Daniel Kokotajlo comments on ryan_greenblatt’s Shortform

Daniel Kokotajlo 26 Mar 2026 19:40 UTC
9 points
1
I disagree. Humans who do research projects well have usually had experience doing at least a few research projects of similar length before. Indeed when I was a grad student teaching philosophy courses, it seemed to me that part of the problem was that the college students I was teaching had only ever written short 3-paragraph-style essays before, and never done serious lengthy writing projects that required serious reading and thinking.

It’s true that humans need only a few examples of the thing to get decently good at it, but that’s just the generic human data-efficiency at work rather than specific to long-horizon tasks, I think.

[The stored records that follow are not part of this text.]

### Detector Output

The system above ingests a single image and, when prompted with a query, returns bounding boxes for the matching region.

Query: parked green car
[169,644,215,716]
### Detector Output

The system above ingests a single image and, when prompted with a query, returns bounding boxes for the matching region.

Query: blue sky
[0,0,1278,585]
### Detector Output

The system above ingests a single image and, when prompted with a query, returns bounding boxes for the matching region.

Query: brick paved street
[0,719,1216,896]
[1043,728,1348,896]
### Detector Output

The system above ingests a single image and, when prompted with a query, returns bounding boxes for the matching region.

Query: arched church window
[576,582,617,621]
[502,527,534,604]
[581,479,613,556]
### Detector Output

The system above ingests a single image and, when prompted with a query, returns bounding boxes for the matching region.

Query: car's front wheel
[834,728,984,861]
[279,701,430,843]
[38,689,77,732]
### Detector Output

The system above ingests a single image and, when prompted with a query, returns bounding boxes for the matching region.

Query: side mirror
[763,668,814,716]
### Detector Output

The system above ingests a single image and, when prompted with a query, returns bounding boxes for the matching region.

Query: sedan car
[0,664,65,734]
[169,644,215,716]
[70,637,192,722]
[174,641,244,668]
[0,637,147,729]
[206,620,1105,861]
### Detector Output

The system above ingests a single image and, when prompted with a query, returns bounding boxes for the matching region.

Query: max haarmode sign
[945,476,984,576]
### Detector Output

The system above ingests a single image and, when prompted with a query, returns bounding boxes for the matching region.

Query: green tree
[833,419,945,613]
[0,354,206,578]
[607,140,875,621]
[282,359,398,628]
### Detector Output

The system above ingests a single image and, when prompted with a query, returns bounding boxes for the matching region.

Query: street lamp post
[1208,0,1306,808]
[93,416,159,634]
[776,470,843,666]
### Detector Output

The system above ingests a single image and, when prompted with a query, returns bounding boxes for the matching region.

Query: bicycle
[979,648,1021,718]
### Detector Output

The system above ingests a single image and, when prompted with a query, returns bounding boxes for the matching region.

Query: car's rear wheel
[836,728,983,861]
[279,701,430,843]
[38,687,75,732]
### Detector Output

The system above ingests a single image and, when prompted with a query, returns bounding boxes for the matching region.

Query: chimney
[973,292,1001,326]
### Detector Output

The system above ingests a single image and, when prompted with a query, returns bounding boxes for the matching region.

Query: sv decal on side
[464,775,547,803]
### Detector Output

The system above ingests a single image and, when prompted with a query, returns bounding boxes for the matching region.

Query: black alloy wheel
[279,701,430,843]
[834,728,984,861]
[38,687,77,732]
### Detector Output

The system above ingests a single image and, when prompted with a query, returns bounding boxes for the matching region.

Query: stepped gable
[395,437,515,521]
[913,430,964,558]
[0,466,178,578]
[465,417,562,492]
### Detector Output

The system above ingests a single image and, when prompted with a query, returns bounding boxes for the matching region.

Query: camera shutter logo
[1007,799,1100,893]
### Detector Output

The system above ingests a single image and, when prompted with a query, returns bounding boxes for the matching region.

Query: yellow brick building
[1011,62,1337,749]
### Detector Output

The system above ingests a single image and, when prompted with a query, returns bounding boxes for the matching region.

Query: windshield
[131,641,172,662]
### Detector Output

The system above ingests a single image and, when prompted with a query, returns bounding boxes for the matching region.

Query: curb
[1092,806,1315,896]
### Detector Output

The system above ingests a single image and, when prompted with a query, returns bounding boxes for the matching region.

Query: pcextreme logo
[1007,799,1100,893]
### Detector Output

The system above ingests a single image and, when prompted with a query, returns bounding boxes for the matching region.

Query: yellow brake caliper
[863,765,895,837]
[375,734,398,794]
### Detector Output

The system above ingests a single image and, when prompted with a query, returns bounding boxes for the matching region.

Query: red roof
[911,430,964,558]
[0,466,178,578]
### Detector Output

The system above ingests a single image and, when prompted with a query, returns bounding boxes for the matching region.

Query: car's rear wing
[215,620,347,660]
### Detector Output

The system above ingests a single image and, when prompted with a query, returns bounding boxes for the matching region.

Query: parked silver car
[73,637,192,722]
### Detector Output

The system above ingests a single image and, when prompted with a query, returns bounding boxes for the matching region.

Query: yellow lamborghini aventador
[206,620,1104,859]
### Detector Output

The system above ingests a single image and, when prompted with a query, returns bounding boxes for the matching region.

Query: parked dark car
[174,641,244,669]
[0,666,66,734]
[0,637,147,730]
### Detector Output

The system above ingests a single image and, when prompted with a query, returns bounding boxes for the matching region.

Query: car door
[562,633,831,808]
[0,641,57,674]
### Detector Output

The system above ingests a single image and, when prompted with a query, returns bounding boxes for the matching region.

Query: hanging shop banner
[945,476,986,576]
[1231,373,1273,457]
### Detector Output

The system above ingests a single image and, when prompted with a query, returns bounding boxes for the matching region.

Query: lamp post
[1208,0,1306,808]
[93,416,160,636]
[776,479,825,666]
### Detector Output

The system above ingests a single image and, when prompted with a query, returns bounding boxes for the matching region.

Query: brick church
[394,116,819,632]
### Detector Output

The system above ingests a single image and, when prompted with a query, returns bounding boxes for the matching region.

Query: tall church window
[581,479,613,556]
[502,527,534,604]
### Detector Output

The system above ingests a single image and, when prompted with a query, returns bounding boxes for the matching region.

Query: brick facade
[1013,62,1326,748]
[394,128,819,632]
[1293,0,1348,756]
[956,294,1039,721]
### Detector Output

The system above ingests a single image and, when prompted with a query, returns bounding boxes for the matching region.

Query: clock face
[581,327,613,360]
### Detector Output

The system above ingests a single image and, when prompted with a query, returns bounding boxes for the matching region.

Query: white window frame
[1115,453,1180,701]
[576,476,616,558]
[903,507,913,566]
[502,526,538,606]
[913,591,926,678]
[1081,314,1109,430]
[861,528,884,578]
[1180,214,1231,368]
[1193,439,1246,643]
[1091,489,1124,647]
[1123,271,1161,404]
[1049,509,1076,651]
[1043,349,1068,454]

- ryan_greenblatt 26 Mar 2026 21:24 UTC
  3 points
  0
  Parent
  Sure, but the training data thing is sort of tied up with fluid intelligence? Like a method you have available as a human is learning on the task itself and AIs also have this option, but due to garbage sample efficiency it wouldn’t work.
  
  I also still think humans can often generalize to doing tasks of larger scope without prior experience by learning/adapting from this exact experience in a way that AIs don’t.
  - Vladimir_Nesov 26 Mar 2026 22:45 UTC
    7 points
    0
    Parent
    
    Like a method you have available as a human is learning on the task itself and AIs also have this option, but due to garbage sample efficiency it wouldn’t work.
    
    Sample efficiency for RLVR is plausibly good enough if relevant tasks and RL environments can be automatically formulated, which is currently out of reach but it’s unclear for how long it stays this way. And for in-context learning, sample efficiency could get higher if it worked well enough (as learned learning, it’s in principle not constrained by what hardcoded learning can do), it just doesn’t work well with pretraining.
  - Daniel Kokotajlo 26 Mar 2026 21:33 UTC
    6 points
    0
    Parent
    I think I was responding to an earlier version of your comment—now that it says “I half agree” then I think we are mostly on the same page. I also agree that long-horizon fluid intelligence / sample-efficient online learning seems to be a real thing that differs between humans and AIs.